Cost-effective data annotation with Bayesian experimental design PyData Global 2024

Cost-effective data annotation with Bayesian experimental design
.ical

12-03, 16:30–17:00 (UTC), Data/ Data Science Track

Unlike stylized machine learning examples in textbooks and lectures, data are often not readily available to be used to train models and gain insight in real-world applications; instead, practitioners are required to collect those data themselves.
However, data annotation can be expensive (in terms of time, money, or some safety-critical conditions), thus limiting the amount of data we can possibly obtain.
(Examples include eliciting an online shopper's preference with ads at the risk of being intrusive, or conducting an expensive survey to understand the market of a given product.)
Further, not all data are created equal: some are more informative than others.
For example, a data point that is similar to one already in our training set is unlikely to give us new information; conversely, a point that is different from the data we have thus far could yield novel insight.
These considerations motivate a way for us to identify the most informative data points to label and gain knowledge in a way that makes use of our labeling budget as effectively as possible.
Bayesian experimental design (BED) formalizes this framework, leveraging the tools from Bayesian statistics and machine learning to answer the question: which data point is the most valuable that should be labeled to improve our knowledge?

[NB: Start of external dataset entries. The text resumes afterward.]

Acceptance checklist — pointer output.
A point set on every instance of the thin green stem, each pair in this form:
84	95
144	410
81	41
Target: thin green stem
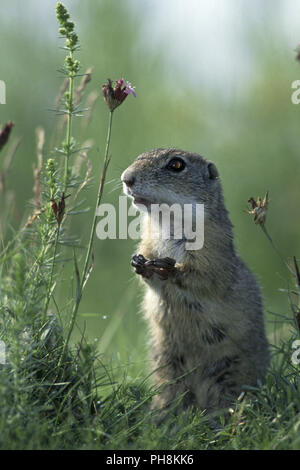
92	232
69	130
276	249
51	274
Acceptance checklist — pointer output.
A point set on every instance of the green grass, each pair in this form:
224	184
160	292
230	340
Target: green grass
61	394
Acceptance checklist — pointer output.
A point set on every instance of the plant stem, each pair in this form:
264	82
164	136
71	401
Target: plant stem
276	249
85	271
69	130
51	274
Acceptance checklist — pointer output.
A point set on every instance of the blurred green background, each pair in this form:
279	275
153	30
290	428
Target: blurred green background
213	77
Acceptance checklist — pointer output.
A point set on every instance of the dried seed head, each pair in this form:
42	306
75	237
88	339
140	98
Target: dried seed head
259	209
114	96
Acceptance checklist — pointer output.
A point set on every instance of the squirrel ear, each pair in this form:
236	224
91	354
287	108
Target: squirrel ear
212	171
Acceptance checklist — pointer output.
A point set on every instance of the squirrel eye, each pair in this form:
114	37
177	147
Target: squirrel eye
176	164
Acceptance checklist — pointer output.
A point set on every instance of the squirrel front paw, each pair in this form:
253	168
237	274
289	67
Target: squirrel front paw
163	267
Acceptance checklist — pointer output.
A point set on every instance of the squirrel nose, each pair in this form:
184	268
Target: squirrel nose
128	178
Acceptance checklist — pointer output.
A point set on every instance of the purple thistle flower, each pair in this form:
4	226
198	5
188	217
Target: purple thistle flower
114	96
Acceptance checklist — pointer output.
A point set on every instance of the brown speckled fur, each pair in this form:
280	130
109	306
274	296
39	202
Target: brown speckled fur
206	321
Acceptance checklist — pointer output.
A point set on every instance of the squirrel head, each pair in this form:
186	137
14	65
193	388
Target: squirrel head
168	176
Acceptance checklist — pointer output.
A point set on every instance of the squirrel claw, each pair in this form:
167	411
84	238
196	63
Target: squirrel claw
160	266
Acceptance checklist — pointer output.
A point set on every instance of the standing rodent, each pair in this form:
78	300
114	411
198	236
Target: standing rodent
205	313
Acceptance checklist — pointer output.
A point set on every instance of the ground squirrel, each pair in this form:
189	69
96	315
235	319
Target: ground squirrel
205	311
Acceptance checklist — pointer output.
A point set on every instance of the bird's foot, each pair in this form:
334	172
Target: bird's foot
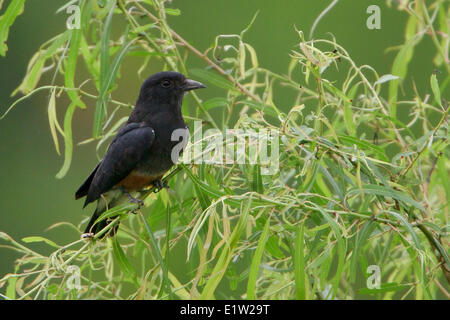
159	185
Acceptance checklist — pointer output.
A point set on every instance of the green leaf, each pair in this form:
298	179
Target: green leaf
53	120
408	226
214	103
256	262
213	78
14	9
69	74
37	63
122	260
301	277
40	239
100	108
435	88
384	288
68	143
11	288
106	83
257	183
400	68
386	78
172	12
385	192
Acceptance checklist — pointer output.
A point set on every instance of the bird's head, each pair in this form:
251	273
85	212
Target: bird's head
167	87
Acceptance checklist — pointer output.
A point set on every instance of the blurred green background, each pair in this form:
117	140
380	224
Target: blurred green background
32	198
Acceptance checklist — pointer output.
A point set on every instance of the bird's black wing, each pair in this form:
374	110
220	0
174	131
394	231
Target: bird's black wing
128	147
84	188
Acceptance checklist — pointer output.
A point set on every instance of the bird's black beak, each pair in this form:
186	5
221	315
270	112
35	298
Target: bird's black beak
192	85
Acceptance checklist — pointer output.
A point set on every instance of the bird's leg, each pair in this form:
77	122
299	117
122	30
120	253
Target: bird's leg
132	199
159	185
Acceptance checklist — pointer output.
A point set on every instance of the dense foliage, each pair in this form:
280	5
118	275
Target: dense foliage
355	187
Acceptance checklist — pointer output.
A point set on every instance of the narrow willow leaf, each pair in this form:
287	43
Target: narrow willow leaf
172	12
122	261
215	102
256	262
257	179
385	192
11	288
408	227
361	239
385	287
53	120
105	86
435	88
40	239
341	247
213	78
100	108
68	143
301	277
69	74
386	78
37	63
226	254
400	68
14	9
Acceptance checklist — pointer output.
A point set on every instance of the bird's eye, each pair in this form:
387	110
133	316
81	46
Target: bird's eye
166	83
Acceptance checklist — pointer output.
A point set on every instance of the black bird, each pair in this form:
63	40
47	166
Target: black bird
140	153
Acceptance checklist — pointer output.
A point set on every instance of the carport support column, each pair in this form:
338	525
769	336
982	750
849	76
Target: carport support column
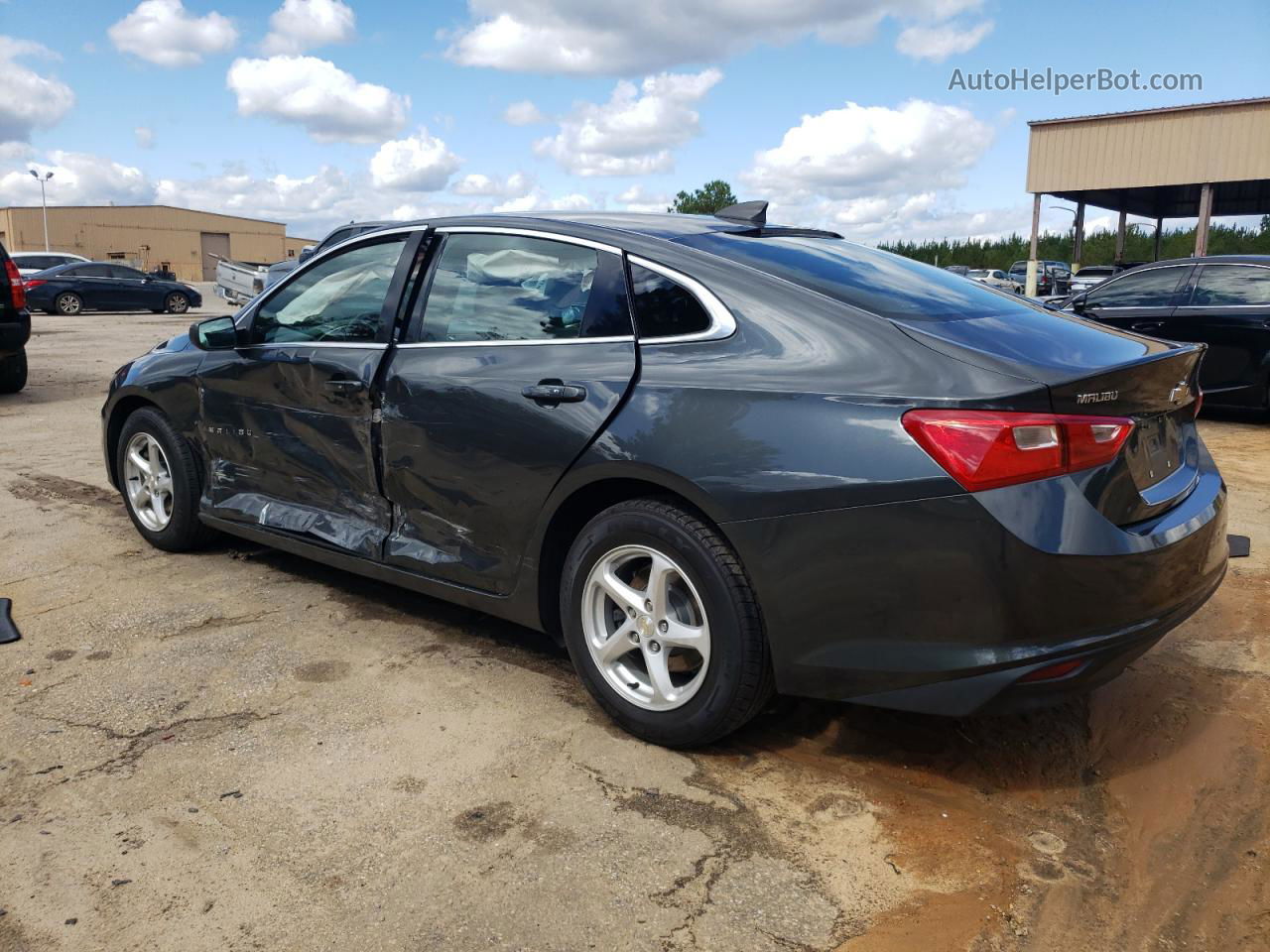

This talk serves as a friendly introduction to BED including its motivation as discussed above, how it works, and how to implement it in Python.
During our discussions, we will show that interestingly, binary search, a popular algorithm in computer science, is a special case of BED.
Data scientists and ML practitioners who are interested in decision-making under uncertainty and probabilistic ML will benefit from this talk.
While most background knowledge necessary to follow the talk will be covered, the audience should be familiar with common concepts in ML such as training data, predictive models, and common probability distributions (normal, uniform, etc.).

The following shows the tentative outline for the talk.

Motivation (5 minutes)
- Data are expensive to obtain and label in the real world; examples are numerous in engineering, market research, and ads.
- Not all data are created equal: some data points are more informative than others.
- Given the data that we already have, how can we identify which data to add to that training set to best improve our knowledge?

Introducing Bayesian experimental design (5 minutes)
- Bayesian experimental design (BED) starts out with a probabilistic model that quantifies what we know and what we don't know.
- We then leverage decision theory to calculate the potential benefit of each new data point that we can possibly collect.
- We finally pick out the point with the highest benefit, label it, and add it to our data set.
- The entire process repeats until some termination condition is reached.

Bayesian experimental design as binary search (5 minutes)
- Using the tools of BED to tackle the problem of searching for an element within a sorted array, we recover binary search as a special case under a uniform prior.
- Non-uniform priors give rise to different, more complicated search strategy that reflects the advantages of BED.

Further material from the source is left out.